Mayhoola is currently competing against an Asian fund for
Italian tailor Pal Zileri, which could fetch an enterprise value
of close to 100 million euros ($136 million), including net debt
of 45 million euros, a person close to the matter said. The deal
could value the brand at 15 times current year EBITDA and be
signed by the end of March, the person added.
Global luxury firms also have the firepower for more deals.
LVMH, which published an upbeat trading update on Thursday, had
3.2 billion euros of cash on its balance sheet at the end of
2013, while Richemont had 2.4 billion euros of disposable cash
at the end of March.
NEVER SAY NEVER
On the selling side, if all eyes are on the final stages of
the sale of a 20 percent stake in Versace and initial talks
between Roberto Cavalli and private equity firm Permira, other
brands could come on the market such as family-owned Italian
fashion brand Missoni, industry sources said.
Missoni, known for its bold stripes and zigzag patterns, is
viewed as a potential target after co-founder Ottavio and oldest
son Vittorio died last year.
Major Italian brands such Ermenegildo Zegna and Dolce &
Gabbana are also regarded as attractive targets, and while they
are unlikely to be up for sale, one industry banker said that
hadn't stopped other deals being done at the right price.
"Loro Piana, also, was never for sale yet it agreed to be
acquired in two weeks," the banker said, adding many were
surprised the deal was struck without major financial advisers.
"With this deal, I think Bernard Arnault (LVMH CEO) clearly
sent the message to Italian luxury brands that it they want to
sell, they should talk to him first."
Italy is not the only hunting ground for buyers. Several
French fashion brands are looking for funds such as Carven,
which has become the darling of fashion editors under the
creative stewardship of Guillaume Henry and is growing rapidly.

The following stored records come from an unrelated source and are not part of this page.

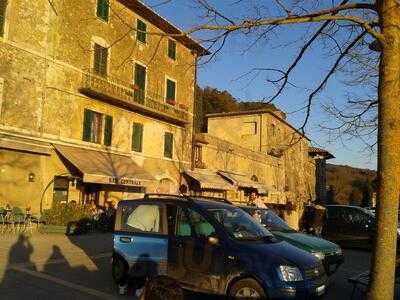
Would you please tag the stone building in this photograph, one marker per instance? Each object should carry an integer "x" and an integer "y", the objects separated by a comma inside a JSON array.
[
  {"x": 256, "y": 150},
  {"x": 96, "y": 101}
]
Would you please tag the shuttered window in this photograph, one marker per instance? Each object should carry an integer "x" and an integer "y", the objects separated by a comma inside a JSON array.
[
  {"x": 171, "y": 90},
  {"x": 137, "y": 137},
  {"x": 108, "y": 131},
  {"x": 141, "y": 31},
  {"x": 168, "y": 144},
  {"x": 3, "y": 6},
  {"x": 102, "y": 9},
  {"x": 92, "y": 126},
  {"x": 100, "y": 60},
  {"x": 140, "y": 83},
  {"x": 172, "y": 49}
]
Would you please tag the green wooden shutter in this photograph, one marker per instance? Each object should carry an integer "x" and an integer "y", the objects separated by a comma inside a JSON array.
[
  {"x": 87, "y": 125},
  {"x": 172, "y": 49},
  {"x": 102, "y": 9},
  {"x": 141, "y": 33},
  {"x": 170, "y": 89},
  {"x": 108, "y": 131},
  {"x": 168, "y": 144},
  {"x": 137, "y": 137},
  {"x": 3, "y": 6},
  {"x": 100, "y": 60},
  {"x": 140, "y": 81}
]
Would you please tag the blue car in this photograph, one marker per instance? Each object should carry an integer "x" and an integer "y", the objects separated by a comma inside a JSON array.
[{"x": 210, "y": 247}]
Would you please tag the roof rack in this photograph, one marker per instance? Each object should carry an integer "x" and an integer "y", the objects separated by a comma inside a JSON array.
[{"x": 218, "y": 199}]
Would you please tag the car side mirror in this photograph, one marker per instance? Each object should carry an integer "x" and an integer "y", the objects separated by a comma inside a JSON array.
[{"x": 212, "y": 240}]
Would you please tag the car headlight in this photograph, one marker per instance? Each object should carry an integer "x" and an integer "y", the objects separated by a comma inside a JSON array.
[
  {"x": 318, "y": 255},
  {"x": 289, "y": 273}
]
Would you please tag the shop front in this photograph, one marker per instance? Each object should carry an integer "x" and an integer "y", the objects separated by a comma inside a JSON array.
[{"x": 98, "y": 176}]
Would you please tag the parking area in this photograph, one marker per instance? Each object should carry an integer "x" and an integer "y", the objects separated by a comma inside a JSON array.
[{"x": 59, "y": 267}]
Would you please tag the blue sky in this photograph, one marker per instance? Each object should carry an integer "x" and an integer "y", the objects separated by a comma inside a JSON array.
[{"x": 231, "y": 63}]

There is also French tailor Smalto, which has been put on
the market, and fashion brand IKKS, which is in the early stage
of a sale process handled by Rothschild bankers.

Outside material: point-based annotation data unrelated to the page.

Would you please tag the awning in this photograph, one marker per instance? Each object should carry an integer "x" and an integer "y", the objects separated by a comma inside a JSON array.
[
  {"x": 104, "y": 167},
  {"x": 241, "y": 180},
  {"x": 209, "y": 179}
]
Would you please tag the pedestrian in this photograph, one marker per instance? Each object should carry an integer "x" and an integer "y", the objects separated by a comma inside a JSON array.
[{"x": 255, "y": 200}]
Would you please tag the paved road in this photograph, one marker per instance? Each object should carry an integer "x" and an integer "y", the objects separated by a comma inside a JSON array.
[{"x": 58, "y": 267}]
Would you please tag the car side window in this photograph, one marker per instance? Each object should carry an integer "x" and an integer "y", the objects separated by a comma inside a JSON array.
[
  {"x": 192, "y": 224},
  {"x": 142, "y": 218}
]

Some private equity firms think Change Capital could decide
to sell its controlling stake in French fashion label Paule Ka,
and that LBO France, which owns 20 percent of fashion brand the
Kooples, might also look to sell, while they report that
financial buyers have been circling fashion brand Eleven Paris.
French crystal specialist Baccarat could come into play as
well, as tension rises between shareholders Starwood Capital,
Catterton Partners and a small minority investor, sources close
to the company said on condition of anonymity.
In the United States, private equity firm TSG Consumer
Partners made a preliminary offer this month for John Hardy
giving the jeweller an enterprise value of about $100 million,
while rivals such as Catterton and JH Partners have also shown
interest, sources close to the matter have said.
A deal could encourage others. Jewellery brand Ippolita,
majority-owned by private equity firm Castanea, may seek new
investors, and jeweller David Yurman could consider an initial
public offering, separate sources have said.